Fats in the diet are highly controversial.
You’ll see people arguing about animal fats, seed oils and almost everything in between. But one of the few fats that most people agree is healthy is extra virgin olive oil. This oil, part of the Mediterranean diet, is a traditional fat that has been a dietary staple for some of the world’s healthiest populations.
There is actually quite a bit of research behind the health effects of olive oil. These studies show that the fatty acids and antioxidants in it have some powerful health benefits, such as a reduced risk of heart disease.
What is Olive Oil and How is it Made?
Olive oil is oil that is pressed from olives, the fruits of the olive tree. The process is incredibly simple…you just press the olives and the oil comes out.

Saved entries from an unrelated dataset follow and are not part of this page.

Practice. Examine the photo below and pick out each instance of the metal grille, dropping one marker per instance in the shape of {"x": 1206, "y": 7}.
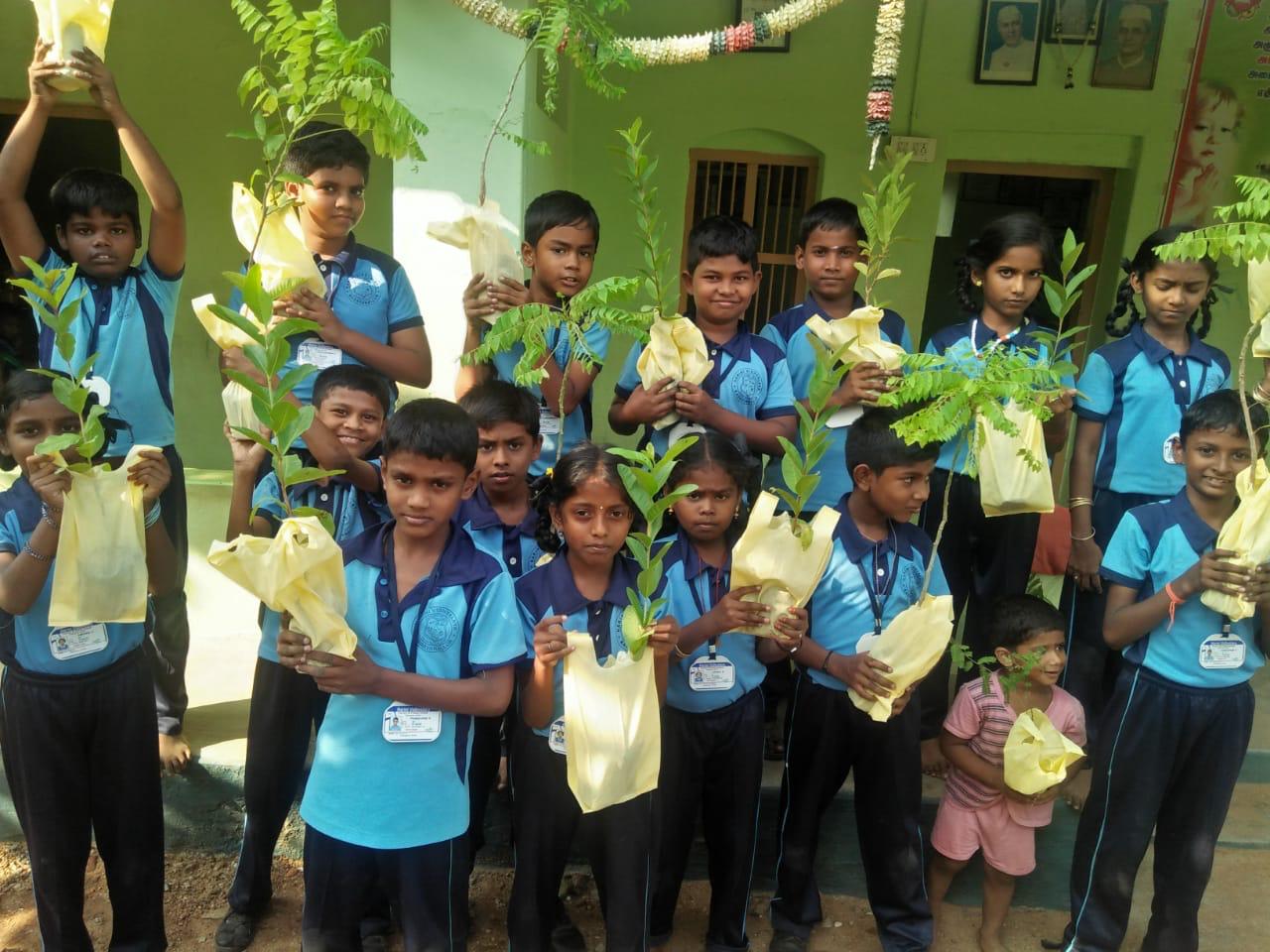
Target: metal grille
{"x": 770, "y": 191}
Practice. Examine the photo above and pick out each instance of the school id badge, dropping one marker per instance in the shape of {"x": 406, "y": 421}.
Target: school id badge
{"x": 407, "y": 724}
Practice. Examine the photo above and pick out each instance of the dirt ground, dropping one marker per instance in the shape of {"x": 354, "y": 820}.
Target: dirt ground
{"x": 197, "y": 883}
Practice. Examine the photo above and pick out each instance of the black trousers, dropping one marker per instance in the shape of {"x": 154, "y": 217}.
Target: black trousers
{"x": 168, "y": 643}
{"x": 427, "y": 887}
{"x": 828, "y": 738}
{"x": 286, "y": 710}
{"x": 81, "y": 762}
{"x": 982, "y": 558}
{"x": 712, "y": 765}
{"x": 617, "y": 842}
{"x": 1167, "y": 765}
{"x": 1091, "y": 665}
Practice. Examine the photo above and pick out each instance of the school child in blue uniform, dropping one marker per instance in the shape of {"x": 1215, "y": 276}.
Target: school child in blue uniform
{"x": 1178, "y": 725}
{"x": 126, "y": 317}
{"x": 875, "y": 571}
{"x": 500, "y": 518}
{"x": 985, "y": 557}
{"x": 437, "y": 640}
{"x": 1130, "y": 400}
{"x": 826, "y": 253}
{"x": 583, "y": 588}
{"x": 79, "y": 717}
{"x": 712, "y": 720}
{"x": 748, "y": 391}
{"x": 370, "y": 315}
{"x": 352, "y": 403}
{"x": 562, "y": 234}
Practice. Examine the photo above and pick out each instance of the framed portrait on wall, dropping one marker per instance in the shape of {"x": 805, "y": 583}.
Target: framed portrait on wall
{"x": 1008, "y": 42}
{"x": 746, "y": 10}
{"x": 1129, "y": 49}
{"x": 1074, "y": 22}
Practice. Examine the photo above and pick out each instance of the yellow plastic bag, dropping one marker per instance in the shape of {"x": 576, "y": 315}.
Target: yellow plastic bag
{"x": 612, "y": 725}
{"x": 299, "y": 571}
{"x": 1007, "y": 485}
{"x": 71, "y": 26}
{"x": 770, "y": 555}
{"x": 1246, "y": 532}
{"x": 1038, "y": 754}
{"x": 912, "y": 644}
{"x": 676, "y": 348}
{"x": 861, "y": 329}
{"x": 100, "y": 571}
{"x": 281, "y": 252}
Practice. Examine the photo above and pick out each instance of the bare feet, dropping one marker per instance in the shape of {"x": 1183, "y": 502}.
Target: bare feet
{"x": 173, "y": 753}
{"x": 1078, "y": 791}
{"x": 934, "y": 763}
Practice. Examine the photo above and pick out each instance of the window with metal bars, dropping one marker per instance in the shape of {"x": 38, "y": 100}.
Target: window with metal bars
{"x": 770, "y": 191}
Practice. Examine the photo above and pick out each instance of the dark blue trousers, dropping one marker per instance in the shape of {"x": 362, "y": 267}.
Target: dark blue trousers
{"x": 1167, "y": 765}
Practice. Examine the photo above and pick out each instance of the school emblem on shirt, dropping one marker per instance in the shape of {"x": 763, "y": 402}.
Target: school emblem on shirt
{"x": 440, "y": 629}
{"x": 366, "y": 291}
{"x": 747, "y": 385}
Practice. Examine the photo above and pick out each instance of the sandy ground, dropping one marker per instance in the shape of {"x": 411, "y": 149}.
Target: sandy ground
{"x": 197, "y": 881}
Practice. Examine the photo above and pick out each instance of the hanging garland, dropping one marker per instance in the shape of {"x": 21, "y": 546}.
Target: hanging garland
{"x": 881, "y": 84}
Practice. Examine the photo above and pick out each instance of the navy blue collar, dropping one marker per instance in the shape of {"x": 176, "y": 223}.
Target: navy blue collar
{"x": 1157, "y": 353}
{"x": 857, "y": 544}
{"x": 563, "y": 590}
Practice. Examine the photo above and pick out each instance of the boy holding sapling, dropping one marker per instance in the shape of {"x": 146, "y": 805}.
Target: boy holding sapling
{"x": 747, "y": 393}
{"x": 875, "y": 571}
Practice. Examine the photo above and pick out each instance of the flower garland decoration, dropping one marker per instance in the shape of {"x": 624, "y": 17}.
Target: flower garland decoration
{"x": 698, "y": 48}
{"x": 881, "y": 85}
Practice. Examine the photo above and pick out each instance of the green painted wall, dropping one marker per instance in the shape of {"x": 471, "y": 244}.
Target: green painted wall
{"x": 178, "y": 66}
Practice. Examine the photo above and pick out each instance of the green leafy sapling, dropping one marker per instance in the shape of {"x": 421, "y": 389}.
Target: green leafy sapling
{"x": 645, "y": 475}
{"x": 46, "y": 291}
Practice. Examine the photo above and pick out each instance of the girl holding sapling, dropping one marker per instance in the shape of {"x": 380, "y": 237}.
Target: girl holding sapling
{"x": 1000, "y": 277}
{"x": 712, "y": 721}
{"x": 585, "y": 518}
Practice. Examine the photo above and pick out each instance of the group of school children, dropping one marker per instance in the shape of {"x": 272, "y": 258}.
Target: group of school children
{"x": 476, "y": 535}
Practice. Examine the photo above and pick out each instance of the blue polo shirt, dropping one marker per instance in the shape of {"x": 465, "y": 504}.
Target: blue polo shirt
{"x": 370, "y": 293}
{"x": 27, "y": 640}
{"x": 461, "y": 621}
{"x": 576, "y": 425}
{"x": 693, "y": 588}
{"x": 789, "y": 331}
{"x": 550, "y": 589}
{"x": 749, "y": 377}
{"x": 352, "y": 509}
{"x": 515, "y": 546}
{"x": 1138, "y": 390}
{"x": 1152, "y": 546}
{"x": 964, "y": 345}
{"x": 128, "y": 324}
{"x": 865, "y": 585}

The best type is extra virgin olive oil. It is extracted using natural methods and standardized for purity and certain sensory qualities like taste and smell. Olive oil that is truly extra virgin has a distinctive taste and is high in phenolic antioxidants, the main reason why (real) olive oil is so beneficial.
Nutrient composition of Extra Virgin Olive Oil
Extra virgin olive oil is fairly nutritious. It contains modest amounts of Vitamins E and K and plenty of beneficial fatty acids. This is the nutrient content of 100 grams of olive oil:
- Saturated Fat: 13.8%
- Monounsaturated Fat: 73% (most of it the 18 carbon long oleic acid)
- Omega-6: 9.7%
- Omega-3: 0.76%
- Vitamin E: 72% of the RDA
- Vitamin K: 75% of the RDA
But where extra virgin olive oil really shines is in its content of antioxidants. These substances are biologically active and some of them can help fight serious diseases. Some of the main antioxidants are the anti-inflammatory oleocanthal, as well as oleuropein, a substance that protects LDL cholesterol from oxidation.
Some people have criticized olive oil for having a high Omega-6 to Omega-3 ratio, but keep in mind that the total amount of polyunsaturated fats is still relatively low, so this shouldn’t be a cause for concern.